Dresden WW2 bomb defused after tense days
German experts have defused a World War Two bomb in the eastern city of Dresden after 48 hours of tension, including an explosion and fire.
The police announcement came after a firefighting robot had doused the 250kg (550-pound) bomb with cold water so that it could be made safe.
The first attempt to defuse it, on Wednesday, failed and caused a small explosion and fire, when sparks ignited insulation material placed around it.
Police have now lifted a safety cordon.
Their relief was apparent in a tweeted message: "The aerial bomb has been defused!"
German MDR news says flights to and from Dresden airport are resuming.

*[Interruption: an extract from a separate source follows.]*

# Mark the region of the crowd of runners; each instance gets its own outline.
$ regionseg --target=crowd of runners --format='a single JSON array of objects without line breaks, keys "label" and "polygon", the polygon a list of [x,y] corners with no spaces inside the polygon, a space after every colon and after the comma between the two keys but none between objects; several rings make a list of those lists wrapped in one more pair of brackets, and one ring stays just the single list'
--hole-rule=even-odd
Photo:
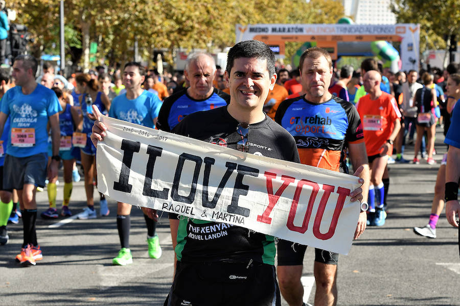
[{"label": "crowd of runners", "polygon": [[[39,68],[42,73],[37,78]],[[52,66],[38,67],[33,57],[20,56],[12,69],[0,70],[0,244],[8,242],[8,223],[17,223],[21,218],[24,242],[15,260],[28,265],[42,260],[36,218],[75,213],[71,195],[73,182],[82,179],[80,165],[87,207],[78,218],[115,216],[103,194],[96,205],[99,213],[94,200],[97,143],[105,136],[105,126],[99,121],[103,114],[249,153],[257,148],[263,156],[354,173],[362,183],[350,194],[362,203],[357,239],[366,226],[385,224],[388,164],[417,164],[420,157],[435,164],[436,127],[447,134],[446,143],[460,147],[458,129],[447,133],[452,110],[460,107],[455,103],[460,99],[457,69],[451,64],[445,69],[391,71],[370,58],[359,67],[337,70],[329,53],[315,47],[306,50],[293,69],[276,62],[269,48],[255,40],[233,47],[223,69],[212,56],[200,53],[189,57],[183,74],[175,74],[130,62],[118,70],[98,66],[65,79],[55,74]],[[453,113],[458,117],[460,111]],[[452,120],[453,127],[460,124],[457,121]],[[225,143],[219,142],[222,139]],[[406,160],[408,143],[415,143],[415,149]],[[429,219],[413,228],[416,234],[436,238],[445,200],[448,219],[457,226],[458,176],[454,167],[446,167],[456,156],[444,157]],[[61,166],[63,202],[58,207]],[[49,208],[42,212],[37,212],[35,200],[40,189],[46,190],[49,200]],[[132,263],[131,207],[117,204],[120,249],[113,265]],[[157,215],[149,209],[143,211],[148,254],[157,259],[162,256]],[[206,305],[209,300],[236,304],[236,291],[254,293],[245,295],[242,304],[280,305],[280,293],[289,305],[303,304],[301,277],[307,246],[281,239],[275,243],[274,237],[249,235],[248,230],[238,226],[229,226],[225,237],[195,240],[188,235],[190,226],[205,227],[215,222],[171,213],[169,221],[176,264],[166,305]],[[315,305],[337,302],[338,258],[336,253],[315,250]],[[245,281],[228,281],[228,273],[235,271]],[[188,289],[190,282],[202,284],[208,294]]]}]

They had been suspended while the bomb posed a risk.
British and American bombers devastated the city in the war.
The bomb was found on Tuesday during construction work at the intersection of two streets - Löbtauer and Werner - in central Dresden.
About 9,000 people who were living near the site have spent two nights in emergency accommodation.
They include many elderly people evacuated from two care homes, some of them old enough to remember the city's destruction in 1945.
An estimated 25,000 people died in the British and American bombing of Dresden in February 1945. It created a firestorm that left 33 sq km (12 sq miles) of the city in ruins.
The intense Allied air campaign against Nazi Germany left a legacy of thousands of unexploded bombs. Builders regularly unearth such bombs in German cities.
The northern city of Kiel is preparing to make a bomb safe on Friday - an operation that will involve evacuating about 4,300 residents.
Last month about 10,000 people were evacuated in central Berlin during a successful operation to defuse a British wartime bomb.